Large size of MYO7A gene: Adeno-associated viruses (AAVs) are the gene delivery systems commonly used in emerging gene augmentation therapies, as well as in the FDA-approved retinal gene therapy, LUXTURNA. AAVs have a cargo capacity of 4.7 kb. However, the MYO7A gene is 6.6 kb, so standard AAV systems won’t work. Atsena Therapeutics and TIGEM are currently developing dual vector AAVs to deliver MYO7A in two containers (more on these approaches below), which would facilitate the delivery of the larger transgene size.
Natural history and clinical trial endpoints: While some natural history studies have been conducted for USH1B, more knowledge is needed about the rate and nature of disease progression so that researchers can understand the best windows for treatment and which outcome measures will be optimal for clinical trials of emerging therapies.
Mark Pennesi, MD, PhD, Oregon Health & Science University, said that the clinical research community needs to work closely with the FDA to identify endpoints that are better suited for clinical trials of therapies for Usher syndrome and related conditions.
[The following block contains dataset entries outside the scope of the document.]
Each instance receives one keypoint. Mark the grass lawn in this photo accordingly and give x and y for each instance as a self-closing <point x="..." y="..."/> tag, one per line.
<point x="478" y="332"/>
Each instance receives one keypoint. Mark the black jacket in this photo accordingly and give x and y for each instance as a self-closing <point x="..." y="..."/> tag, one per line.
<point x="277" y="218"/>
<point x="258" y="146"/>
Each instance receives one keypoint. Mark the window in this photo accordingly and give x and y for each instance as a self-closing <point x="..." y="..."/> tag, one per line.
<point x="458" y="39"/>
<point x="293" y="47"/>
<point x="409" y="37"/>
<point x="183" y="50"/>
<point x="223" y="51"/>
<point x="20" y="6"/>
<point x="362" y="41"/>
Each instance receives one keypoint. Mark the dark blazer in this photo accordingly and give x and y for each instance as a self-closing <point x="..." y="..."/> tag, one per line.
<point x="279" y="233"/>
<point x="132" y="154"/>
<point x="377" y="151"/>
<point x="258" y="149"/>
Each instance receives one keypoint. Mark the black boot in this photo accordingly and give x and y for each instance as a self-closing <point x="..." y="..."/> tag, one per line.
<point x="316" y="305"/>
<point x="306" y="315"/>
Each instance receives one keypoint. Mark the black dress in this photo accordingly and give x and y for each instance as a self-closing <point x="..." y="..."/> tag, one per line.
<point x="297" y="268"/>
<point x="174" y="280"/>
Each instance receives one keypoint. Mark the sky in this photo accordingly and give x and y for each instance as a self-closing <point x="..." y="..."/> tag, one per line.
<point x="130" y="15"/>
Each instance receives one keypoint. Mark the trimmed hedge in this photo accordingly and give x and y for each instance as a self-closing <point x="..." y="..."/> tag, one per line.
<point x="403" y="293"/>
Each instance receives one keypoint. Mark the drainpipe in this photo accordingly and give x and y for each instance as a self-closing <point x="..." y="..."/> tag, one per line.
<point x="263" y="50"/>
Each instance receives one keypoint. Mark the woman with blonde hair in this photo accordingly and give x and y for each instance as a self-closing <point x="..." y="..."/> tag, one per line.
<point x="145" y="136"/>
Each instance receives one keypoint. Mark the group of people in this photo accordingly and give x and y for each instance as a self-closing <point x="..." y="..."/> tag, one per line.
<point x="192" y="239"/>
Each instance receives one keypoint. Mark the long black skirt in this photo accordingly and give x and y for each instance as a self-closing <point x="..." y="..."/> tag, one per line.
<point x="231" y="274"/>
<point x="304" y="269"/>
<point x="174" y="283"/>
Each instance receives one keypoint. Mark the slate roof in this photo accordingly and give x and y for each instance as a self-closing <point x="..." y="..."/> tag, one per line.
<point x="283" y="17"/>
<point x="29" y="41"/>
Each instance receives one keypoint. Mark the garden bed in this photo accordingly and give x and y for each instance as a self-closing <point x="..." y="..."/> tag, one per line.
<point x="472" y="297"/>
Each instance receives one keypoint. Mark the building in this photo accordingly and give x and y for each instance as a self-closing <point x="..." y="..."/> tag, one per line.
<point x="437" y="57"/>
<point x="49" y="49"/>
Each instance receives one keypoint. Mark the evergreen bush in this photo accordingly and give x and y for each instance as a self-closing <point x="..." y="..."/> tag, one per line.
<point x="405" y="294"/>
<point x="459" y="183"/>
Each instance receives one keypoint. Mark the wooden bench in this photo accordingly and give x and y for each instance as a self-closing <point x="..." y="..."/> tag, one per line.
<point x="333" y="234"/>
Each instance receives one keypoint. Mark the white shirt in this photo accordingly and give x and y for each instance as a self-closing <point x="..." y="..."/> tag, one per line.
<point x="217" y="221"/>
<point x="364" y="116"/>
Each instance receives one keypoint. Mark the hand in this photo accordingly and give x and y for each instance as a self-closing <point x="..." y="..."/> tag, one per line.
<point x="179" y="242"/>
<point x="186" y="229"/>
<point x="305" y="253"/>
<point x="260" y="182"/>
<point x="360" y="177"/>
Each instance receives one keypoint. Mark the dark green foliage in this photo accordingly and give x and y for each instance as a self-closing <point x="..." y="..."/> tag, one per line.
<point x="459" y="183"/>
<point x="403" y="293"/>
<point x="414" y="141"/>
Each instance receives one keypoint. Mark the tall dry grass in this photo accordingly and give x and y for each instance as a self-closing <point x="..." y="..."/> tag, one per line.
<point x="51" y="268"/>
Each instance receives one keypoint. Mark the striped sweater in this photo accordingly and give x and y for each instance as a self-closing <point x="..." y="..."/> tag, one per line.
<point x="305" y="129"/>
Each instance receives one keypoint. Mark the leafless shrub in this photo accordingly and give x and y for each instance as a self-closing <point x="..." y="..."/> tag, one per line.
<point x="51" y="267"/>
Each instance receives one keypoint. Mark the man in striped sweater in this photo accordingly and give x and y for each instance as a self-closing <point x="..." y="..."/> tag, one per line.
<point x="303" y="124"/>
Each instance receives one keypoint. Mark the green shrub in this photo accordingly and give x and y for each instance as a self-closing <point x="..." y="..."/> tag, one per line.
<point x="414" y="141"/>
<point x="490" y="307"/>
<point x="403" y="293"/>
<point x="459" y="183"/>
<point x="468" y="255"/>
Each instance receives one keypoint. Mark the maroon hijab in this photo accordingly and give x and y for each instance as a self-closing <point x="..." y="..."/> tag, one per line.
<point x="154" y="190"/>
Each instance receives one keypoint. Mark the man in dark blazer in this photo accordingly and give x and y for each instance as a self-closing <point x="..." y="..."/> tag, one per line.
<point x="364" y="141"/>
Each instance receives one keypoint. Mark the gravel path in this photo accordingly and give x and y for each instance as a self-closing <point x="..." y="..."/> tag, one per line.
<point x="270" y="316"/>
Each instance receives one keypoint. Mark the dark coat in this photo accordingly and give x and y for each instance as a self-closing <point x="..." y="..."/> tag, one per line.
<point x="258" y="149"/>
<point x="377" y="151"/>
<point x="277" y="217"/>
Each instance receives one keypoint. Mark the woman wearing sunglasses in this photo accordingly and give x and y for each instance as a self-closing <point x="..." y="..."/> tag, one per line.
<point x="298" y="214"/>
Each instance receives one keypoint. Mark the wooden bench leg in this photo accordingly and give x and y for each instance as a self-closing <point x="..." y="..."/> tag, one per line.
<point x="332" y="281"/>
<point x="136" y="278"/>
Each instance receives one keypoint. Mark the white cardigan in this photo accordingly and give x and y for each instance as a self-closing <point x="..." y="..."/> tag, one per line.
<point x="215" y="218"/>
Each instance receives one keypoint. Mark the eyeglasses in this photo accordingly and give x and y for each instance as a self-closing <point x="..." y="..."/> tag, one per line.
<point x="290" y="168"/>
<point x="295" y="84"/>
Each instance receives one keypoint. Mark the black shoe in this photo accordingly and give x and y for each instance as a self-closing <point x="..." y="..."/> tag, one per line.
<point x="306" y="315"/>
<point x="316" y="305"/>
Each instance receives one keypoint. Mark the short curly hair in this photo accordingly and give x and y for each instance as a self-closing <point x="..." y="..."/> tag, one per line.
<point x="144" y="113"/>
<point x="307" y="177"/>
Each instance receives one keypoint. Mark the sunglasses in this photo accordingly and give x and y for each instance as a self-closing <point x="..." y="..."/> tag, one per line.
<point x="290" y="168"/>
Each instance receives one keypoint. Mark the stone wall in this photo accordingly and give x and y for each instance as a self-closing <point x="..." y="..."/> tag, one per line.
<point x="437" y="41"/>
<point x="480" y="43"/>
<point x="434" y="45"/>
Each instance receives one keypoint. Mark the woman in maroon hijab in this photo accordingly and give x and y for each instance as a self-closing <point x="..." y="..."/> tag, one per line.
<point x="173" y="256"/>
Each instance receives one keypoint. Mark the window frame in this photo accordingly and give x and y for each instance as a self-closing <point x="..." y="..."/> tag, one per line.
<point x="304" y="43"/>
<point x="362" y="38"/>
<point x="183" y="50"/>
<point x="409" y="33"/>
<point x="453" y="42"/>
Dual vector gene therapies: To overcome the challenge of delivering the large MYO7A gene into retinal cells via gene augmentation therapy, both Alberto Auricchio, MD, at the Telethon Institute of Genetics and Medicine (TIGEM), and Shannon Boye, PhD, of Atsena Therapeutics and University of Florida, presented their dual-AAV vector approaches for delivering the MYO7A gene to retinal cells. Both of these approaches involve delivery of the gene in two containers — the front half in one container and the back half in another. When the two halves arrive in the cells, they join together through a natural process called homologous recombination to make the full-length gene so that the full-length protein can be produced.
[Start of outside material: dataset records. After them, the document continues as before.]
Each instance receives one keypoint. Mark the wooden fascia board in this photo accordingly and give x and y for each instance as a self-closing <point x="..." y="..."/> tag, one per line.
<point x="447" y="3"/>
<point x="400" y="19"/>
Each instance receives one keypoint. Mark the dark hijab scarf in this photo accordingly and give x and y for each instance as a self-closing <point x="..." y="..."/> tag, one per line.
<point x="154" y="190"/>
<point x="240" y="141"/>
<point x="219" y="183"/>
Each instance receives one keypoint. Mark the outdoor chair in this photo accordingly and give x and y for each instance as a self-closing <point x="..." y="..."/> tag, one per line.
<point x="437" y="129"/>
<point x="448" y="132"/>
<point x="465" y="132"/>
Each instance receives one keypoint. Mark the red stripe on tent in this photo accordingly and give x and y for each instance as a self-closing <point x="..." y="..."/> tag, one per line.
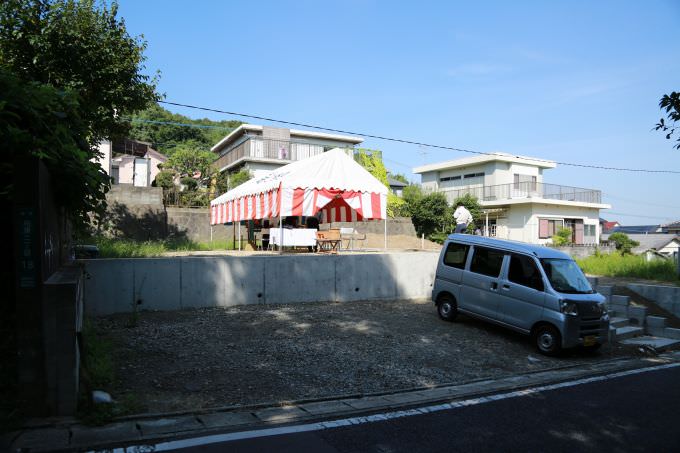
<point x="262" y="213"/>
<point x="298" y="200"/>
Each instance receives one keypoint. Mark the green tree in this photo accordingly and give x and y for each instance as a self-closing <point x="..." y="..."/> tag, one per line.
<point x="471" y="204"/>
<point x="165" y="179"/>
<point x="192" y="163"/>
<point x="69" y="71"/>
<point x="562" y="237"/>
<point x="401" y="178"/>
<point x="623" y="243"/>
<point x="431" y="214"/>
<point x="671" y="104"/>
<point x="169" y="131"/>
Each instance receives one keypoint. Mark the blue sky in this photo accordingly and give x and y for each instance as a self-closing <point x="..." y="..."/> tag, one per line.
<point x="569" y="81"/>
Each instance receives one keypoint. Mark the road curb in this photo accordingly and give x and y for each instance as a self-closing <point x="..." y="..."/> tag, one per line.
<point x="154" y="428"/>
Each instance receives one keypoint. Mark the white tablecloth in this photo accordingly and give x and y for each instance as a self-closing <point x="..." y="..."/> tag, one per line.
<point x="297" y="237"/>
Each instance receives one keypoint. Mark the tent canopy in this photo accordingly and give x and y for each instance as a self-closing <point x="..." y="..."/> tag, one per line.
<point x="331" y="182"/>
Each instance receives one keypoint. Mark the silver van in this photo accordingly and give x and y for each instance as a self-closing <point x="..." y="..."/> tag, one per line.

AAVantgarde Bio, co-founded by Dr. Auricchio, is planning to begin enrollment for a Phase 1/2 clinical trial of their dual-vector approach for USH1B in April 2022.
Atsena Therapeutics, co-founded by Dr. Boye and funded through the Foundation’s RD Fund, has made significant progress in developing a safe and effective dual vector AAV therapy, having evaluated dozens of different constructs. The company is close to selecting a lead candidate, and from there will move into IND-enabling studies for launching a clinical trial.
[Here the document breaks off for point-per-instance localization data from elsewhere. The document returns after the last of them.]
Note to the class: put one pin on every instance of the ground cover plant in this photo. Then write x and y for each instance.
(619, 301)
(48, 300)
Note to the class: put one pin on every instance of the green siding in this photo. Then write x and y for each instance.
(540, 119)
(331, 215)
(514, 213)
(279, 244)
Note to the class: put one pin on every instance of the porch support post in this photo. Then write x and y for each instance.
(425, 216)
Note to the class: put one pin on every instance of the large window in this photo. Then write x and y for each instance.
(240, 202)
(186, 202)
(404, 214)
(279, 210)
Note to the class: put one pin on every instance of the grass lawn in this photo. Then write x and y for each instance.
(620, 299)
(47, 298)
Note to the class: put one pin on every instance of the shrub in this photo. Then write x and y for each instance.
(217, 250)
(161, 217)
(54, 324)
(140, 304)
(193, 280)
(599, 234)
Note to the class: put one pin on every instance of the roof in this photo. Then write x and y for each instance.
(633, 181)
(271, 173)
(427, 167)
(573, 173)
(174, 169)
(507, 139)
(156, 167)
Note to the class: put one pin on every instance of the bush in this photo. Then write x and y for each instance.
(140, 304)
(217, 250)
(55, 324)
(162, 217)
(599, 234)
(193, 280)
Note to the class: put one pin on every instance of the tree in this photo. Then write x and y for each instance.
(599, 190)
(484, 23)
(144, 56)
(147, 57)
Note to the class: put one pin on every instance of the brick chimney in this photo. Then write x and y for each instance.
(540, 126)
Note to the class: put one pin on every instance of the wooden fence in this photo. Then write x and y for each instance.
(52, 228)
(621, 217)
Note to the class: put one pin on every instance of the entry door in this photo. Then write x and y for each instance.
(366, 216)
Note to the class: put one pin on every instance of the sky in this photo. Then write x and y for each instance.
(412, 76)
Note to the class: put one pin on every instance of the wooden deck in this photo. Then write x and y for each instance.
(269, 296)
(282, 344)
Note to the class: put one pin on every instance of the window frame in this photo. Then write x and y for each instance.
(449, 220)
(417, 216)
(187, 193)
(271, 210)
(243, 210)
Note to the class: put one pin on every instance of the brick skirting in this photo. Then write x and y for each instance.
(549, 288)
Dr. Boye noted that while both companies are developing dual-vector gene therapy approaches which apply homologous recombination, they are technically different.
Dr. Boye added, “Alberto and I have known each other for a long time and we both see the value of collaborating in a precompetitive space. It’s what helps get these treatments over the finish line more quickly.”
While the Foundation is focused on emerging therapies that directly address USH1B, we are also encouraged by the progress being made in our investments in gene-agnostic approaches, like those from Nacuity and SparingVision, which are in, or approaching, clinical trials.
NACA small molecule: Nacuity Pharmaceuticals’ Halden Conner, MBA, and Jami Kern, MBA, PhD, reviewed the Phase 1/2 clinical trial in Australia for the antioxidative molecule NACA being developed by their company. Initiated in January 2020, the 24-month study is enrolling 48 participants with Usher syndrome (all forms). The company will report six-month results in the last quarter of 2021 and 12- and 18-month results in 2022. A clinical trial for retinitis pigmentosa is planned in the US and Australia in 2022.
The oral, gene-agnostic drug is designed to slow vision loss by reducing oxidative stress.
Headquartered in Dallas, Nacuity is funded through the Foundation’s RD Fund.
“While the Foundation is focused on emerging therapies that directly address USH1B, we are also encouraged by the progress being made in our investments in gene-agnostic approaches, like those from Nacuity and SparingVision, which are in, or approaching, clinical trials,” said Benjamin Yerxa, PhD, the Foundation’s chief executive officer. “These have the potential to preserve vision for a broad range of retinal disease patients, including those with USH1B.”